La jeune femme tressaillit, pâlie, tout à coup bouleversée.

– Mon enfant! murmura-t-elle sourdement. Où est-il?… Oh! dites-le moi… et puisque vous paraissez moins impitoyable, laissez-moi au moins cette consolation d’embrasser le petit être que j’ai cru mort…

– Je vous l’ai dit: il est élevé dans un couvent…

– Les couvents de Paris sont innombrables et fermés comme des citadelles, reprit-elle amèrement. Si vous vous contentez de cette indication, autant me dire que vous êtes venu me tourmenter… Vous m’annoncez tout à coup que mon fils est vivant, et puis vous me dites: Je l’ai vu! – Où? – Dans un couvent! – Cherche, bonne mère! Si cette fibre si profonde de la maternité s’est mise à vibrer en toi, si cette douleur nouvelle est venue se joindre à tant d’autres, de savoir que ton fils vit et que tu ne le verras jamais; eh bien cherche! Va de couvent en couvent, frappe à ces portes où quelque hideuse figure de moine te répondra qu’on ne sait de quoi il s’agit! Et quand tu auras été renvoyée de cloître en cloître, de tombe en tombe, lorsque tu auras parcouru Paris comme on parcourt un cimetière, lorsque tu auras senti ta maternité éveillée t’infliger un supplice que tu ne connaissais pas encore, le père, le digne, l’honnête père viendra te bafouer encore et te dira sans doute que tu as mal cherché! Ah! monsieur, l’autre soir vous n’avez frappé que l’amante et vous ne fûtes que cruel; ce soir vous frappez la mère et vous êtes odieux!…

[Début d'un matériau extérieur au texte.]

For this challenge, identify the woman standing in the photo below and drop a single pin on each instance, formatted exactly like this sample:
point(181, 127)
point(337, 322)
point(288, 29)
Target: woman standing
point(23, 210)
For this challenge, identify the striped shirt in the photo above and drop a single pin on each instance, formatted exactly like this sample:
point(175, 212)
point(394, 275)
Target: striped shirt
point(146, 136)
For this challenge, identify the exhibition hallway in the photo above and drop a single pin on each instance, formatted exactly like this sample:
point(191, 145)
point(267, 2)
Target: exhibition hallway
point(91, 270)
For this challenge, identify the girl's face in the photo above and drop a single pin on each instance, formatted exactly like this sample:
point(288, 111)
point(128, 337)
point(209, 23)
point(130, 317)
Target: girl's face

– Est-ce que vraiment elle aimerait son enfant! songea le moine qui tressaillit d’une joie profonde.

Lentement, il reprit:

– Je l’ai vu aujourd’hui, Alice. Et savez-vous ce qu’il me disait? Il me demandait pourquoi tous les enfants ont un père et pourquoi il n’en a pas, lui…

Alice bondit.

Elle cria avec une sorte de fureur mêlée de jalousie:

– Et vous avez pu supporter une question pareille sans que votre cœur éclatât! Et vous avez pu entendre votre enfant vous parler ainsi sans le saisir dans vos bras et lui crier: «Oh mon fils, ton père, c’est moi!» Ô moine! moine que vous êtes! Ah! marquis de Panigarola, j’avais pu croire que du moine vous aviez pris l’habit seulement: je vois que vous en avez l’âme.

– Il ne m’a pas demandé cela seulement, reprit le moine d’une voix terrible d’indifférence apparente; il m’a demandé aussi pourquoi il n’avait pas de mère!… Et je vous jure que la voix de cet enfant était effrayante lorsqu’il me disait: «je suis seul, tout seul; moi, je n’ai pas de mère…» Sa plainte était navrante…

Alice se tordait les mains. Elle comprenait maintenant ou croyait comprendre!

Ce fils, c’était la vengeance que son premier amant tenait en réserve!